¹ Faculty of Agriculture and Forestry, Institute for Atmospheric and Earth System Research/Forest Sciences, University of Helsinki, Helsinki, Finland.
² Faculty of Science, Institute for Atmospheric and Earth System Research/Physics, University of Helsinki, Helsinki, Finland.
³ Natural Resources Institute Finland (Luke), Espoo, Finland.
⁴ Nano and Molecular Systems Research Unit, University of Oulu, Oulu, Finland.
⁵ Natural Resources Institute Finland (Luke), Helsinki, Finland.
⁶ Forest Sciences/Faculty of Agriculture and Forestry, University of Helsinki, Helsinki, Finland.

Abstract

Increased abiotic stress along with increasing temperatures, dry periods and forest disturbances may favor biotic stressors such as simultaneous invasion of bark beetle and ophiostomatoid fungi.
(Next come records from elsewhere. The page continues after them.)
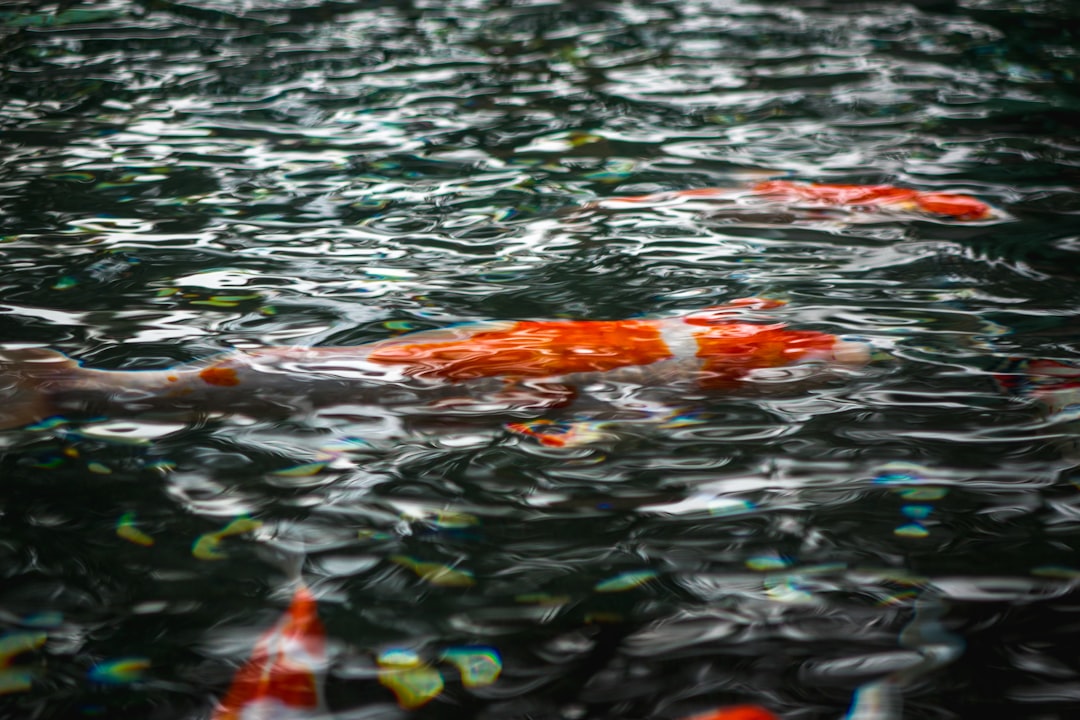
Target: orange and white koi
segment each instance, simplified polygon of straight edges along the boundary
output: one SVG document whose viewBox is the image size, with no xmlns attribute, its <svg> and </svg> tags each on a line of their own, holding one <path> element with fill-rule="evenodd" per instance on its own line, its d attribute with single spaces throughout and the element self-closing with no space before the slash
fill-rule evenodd
<svg viewBox="0 0 1080 720">
<path fill-rule="evenodd" d="M 1009 394 L 1037 400 L 1051 412 L 1080 409 L 1080 363 L 1012 358 L 994 380 Z"/>
<path fill-rule="evenodd" d="M 749 192 L 754 197 L 785 204 L 805 204 L 824 208 L 851 210 L 891 210 L 918 212 L 931 216 L 972 222 L 998 217 L 990 205 L 970 195 L 924 192 L 893 185 L 839 185 L 769 180 L 749 189 L 694 188 L 650 195 L 633 195 L 598 200 L 593 206 L 613 208 L 620 204 L 652 204 L 690 200 L 732 199 Z"/>
<path fill-rule="evenodd" d="M 236 351 L 167 370 L 93 370 L 49 350 L 0 351 L 0 379 L 9 386 L 0 427 L 56 413 L 268 416 L 350 403 L 409 412 L 548 409 L 601 379 L 724 390 L 755 371 L 868 360 L 864 343 L 747 318 L 781 304 L 750 298 L 672 318 L 477 323 L 354 347 Z"/>
<path fill-rule="evenodd" d="M 323 709 L 326 664 L 315 598 L 300 585 L 289 609 L 233 677 L 213 720 L 313 720 Z"/>
</svg>

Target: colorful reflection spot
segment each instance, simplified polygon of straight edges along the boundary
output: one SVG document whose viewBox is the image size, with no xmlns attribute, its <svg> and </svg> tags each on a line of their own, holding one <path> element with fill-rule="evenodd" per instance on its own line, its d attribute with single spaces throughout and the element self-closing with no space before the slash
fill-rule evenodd
<svg viewBox="0 0 1080 720">
<path fill-rule="evenodd" d="M 154 544 L 154 538 L 135 527 L 135 513 L 124 513 L 116 523 L 117 537 L 133 542 L 136 545 L 150 547 Z"/>
<path fill-rule="evenodd" d="M 934 511 L 932 505 L 905 505 L 900 508 L 900 513 L 912 520 L 925 520 L 930 517 L 930 513 Z"/>
<path fill-rule="evenodd" d="M 495 648 L 447 648 L 442 659 L 458 669 L 461 684 L 467 688 L 491 685 L 502 674 L 502 658 Z"/>
<path fill-rule="evenodd" d="M 281 470 L 275 470 L 270 473 L 277 477 L 311 477 L 312 475 L 318 475 L 326 469 L 326 463 L 314 462 L 304 463 L 303 465 L 295 465 L 289 468 L 283 468 Z"/>
<path fill-rule="evenodd" d="M 0 637 L 0 695 L 26 692 L 34 684 L 31 668 L 12 667 L 15 658 L 45 644 L 43 632 L 12 632 Z"/>
<path fill-rule="evenodd" d="M 716 498 L 715 500 L 709 501 L 709 514 L 713 517 L 733 515 L 735 513 L 746 512 L 747 510 L 753 510 L 754 507 L 754 503 L 749 500 Z"/>
<path fill-rule="evenodd" d="M 412 650 L 387 650 L 375 661 L 379 666 L 379 683 L 394 693 L 398 705 L 406 710 L 428 704 L 443 691 L 442 674 L 424 665 Z"/>
<path fill-rule="evenodd" d="M 468 570 L 456 570 L 441 563 L 414 560 L 406 555 L 394 555 L 390 560 L 409 568 L 424 582 L 439 587 L 471 587 L 476 584 L 476 578 Z"/>
<path fill-rule="evenodd" d="M 893 534 L 906 538 L 924 538 L 930 535 L 930 531 L 923 527 L 922 524 L 913 522 L 901 525 L 893 530 Z"/>
<path fill-rule="evenodd" d="M 791 560 L 779 555 L 758 555 L 756 557 L 747 558 L 746 567 L 751 570 L 783 570 L 784 568 L 791 567 Z"/>
<path fill-rule="evenodd" d="M 213 533 L 200 535 L 191 547 L 191 554 L 200 560 L 220 560 L 225 557 L 221 550 L 221 541 L 230 535 L 243 535 L 244 533 L 258 530 L 262 523 L 249 517 L 240 517 L 233 520 L 221 530 Z"/>
<path fill-rule="evenodd" d="M 631 570 L 619 573 L 615 577 L 601 580 L 596 583 L 593 590 L 599 593 L 624 592 L 641 587 L 645 583 L 656 578 L 655 570 Z"/>
<path fill-rule="evenodd" d="M 937 487 L 912 487 L 902 488 L 900 490 L 900 497 L 904 500 L 940 500 L 949 494 L 948 488 Z"/>
<path fill-rule="evenodd" d="M 143 679 L 150 669 L 146 658 L 120 658 L 99 663 L 90 669 L 90 679 L 104 685 L 128 685 Z"/>
</svg>

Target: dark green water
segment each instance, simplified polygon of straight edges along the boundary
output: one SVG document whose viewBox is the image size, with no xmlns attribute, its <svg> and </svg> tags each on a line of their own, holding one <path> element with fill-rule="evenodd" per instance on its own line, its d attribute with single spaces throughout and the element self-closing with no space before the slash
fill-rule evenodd
<svg viewBox="0 0 1080 720">
<path fill-rule="evenodd" d="M 903 709 L 858 720 L 1077 717 L 1080 428 L 991 372 L 1080 359 L 1080 13 L 919 5 L 0 7 L 4 344 L 142 369 L 761 295 L 883 351 L 563 449 L 483 414 L 5 431 L 0 630 L 44 641 L 0 717 L 209 717 L 297 552 L 329 717 L 840 718 L 881 679 Z M 1004 215 L 579 211 L 773 177 Z M 495 683 L 439 662 L 470 646 Z M 444 677 L 419 709 L 395 648 Z"/>
</svg>

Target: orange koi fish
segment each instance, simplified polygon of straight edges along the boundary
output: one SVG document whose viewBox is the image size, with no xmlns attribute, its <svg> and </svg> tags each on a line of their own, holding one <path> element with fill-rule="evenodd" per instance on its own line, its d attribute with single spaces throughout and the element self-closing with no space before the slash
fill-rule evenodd
<svg viewBox="0 0 1080 720">
<path fill-rule="evenodd" d="M 651 195 L 607 198 L 598 201 L 595 205 L 610 207 L 617 203 L 725 199 L 745 192 L 745 190 L 729 188 L 695 188 Z M 915 211 L 964 222 L 991 220 L 996 217 L 993 208 L 970 195 L 922 192 L 893 185 L 836 185 L 769 180 L 753 185 L 750 193 L 755 197 L 784 203 L 864 210 L 880 208 L 893 211 Z"/>
<path fill-rule="evenodd" d="M 300 585 L 233 677 L 213 720 L 311 720 L 323 707 L 325 669 L 326 634 L 315 598 Z"/>
<path fill-rule="evenodd" d="M 0 427 L 57 413 L 265 417 L 347 404 L 410 413 L 492 403 L 547 409 L 598 380 L 722 390 L 755 371 L 869 358 L 864 343 L 747 319 L 748 311 L 780 304 L 750 298 L 671 318 L 475 323 L 354 347 L 236 351 L 167 370 L 92 370 L 49 350 L 0 351 L 0 382 L 8 385 Z"/>
<path fill-rule="evenodd" d="M 780 720 L 776 715 L 758 705 L 731 705 L 717 708 L 683 720 Z"/>
</svg>

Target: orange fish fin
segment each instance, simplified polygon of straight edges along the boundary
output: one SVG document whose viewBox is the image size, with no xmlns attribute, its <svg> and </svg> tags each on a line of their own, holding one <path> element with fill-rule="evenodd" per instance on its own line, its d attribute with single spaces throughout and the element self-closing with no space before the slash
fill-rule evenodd
<svg viewBox="0 0 1080 720">
<path fill-rule="evenodd" d="M 326 633 L 315 596 L 303 583 L 281 618 L 255 645 L 237 671 L 213 720 L 263 717 L 259 713 L 322 708 Z"/>
</svg>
It is not fully understood how tree desiccation is associated with colonization of sapwood by fungi. A decrease in xylem sap surface tension (σ_xylem) as a result of infection has been hypothesized to cause xylem embolism by lowering the threshold for air-seeding at the pits between conduits and disruptions in tree water transport. However, this hypothesis has not yet been tested. We investigated tree water relations by measuring the stem xylem hydraulic conductivity (K_stem), σ_xylem, stem relative water content (RWC_stem), and water potential (Ψ_stem), and canopy conductance (g_canopy), as well as the compound composition in xylem sap in Norway spruce (Picea abies) saplings. We conducted our measurements at the later stage of Endoconidiophora polonica infection when visible symptoms had occurred in xylem. Saplings of two clones (44 trees altogether) were allocated to treatments of inoculated, wounded control and intact control trees in a greenhouse. The saplings were destructively sampled every second week during summer 2016. σ_xylem, K_stem and RWC_stem decreased following the inoculation, which may indicate that decreased σ_xylem resulted in increased embolism. g_canopy did not differ between treatments indicating that stomata responded to Ψ_stem rather than to embolism formation. Concentrations of quinic acid, myo-inositol, sucrose and alkylphenol increased in the xylem sap of inoculated trees. Myo-inositol concentrations also correlated negatively with σ_xylem and K_stem. Our study is a preliminary investigation of the role of σ_xylem in E. polonica infected trees based on previous hypotheses. The results suggest that E. polonica infection can lead to a simultaneous decrease in xylem sap surface tension and a decline in tree hydraulic conductivity, thus hampering tree water transport.

Keywords: Endoconidiophora polonica; Picea abies (Norway spruce); embolism; hydraulic conductivity; plant-pathogen interactions; surface tension; xylem sap composition; xylem transport.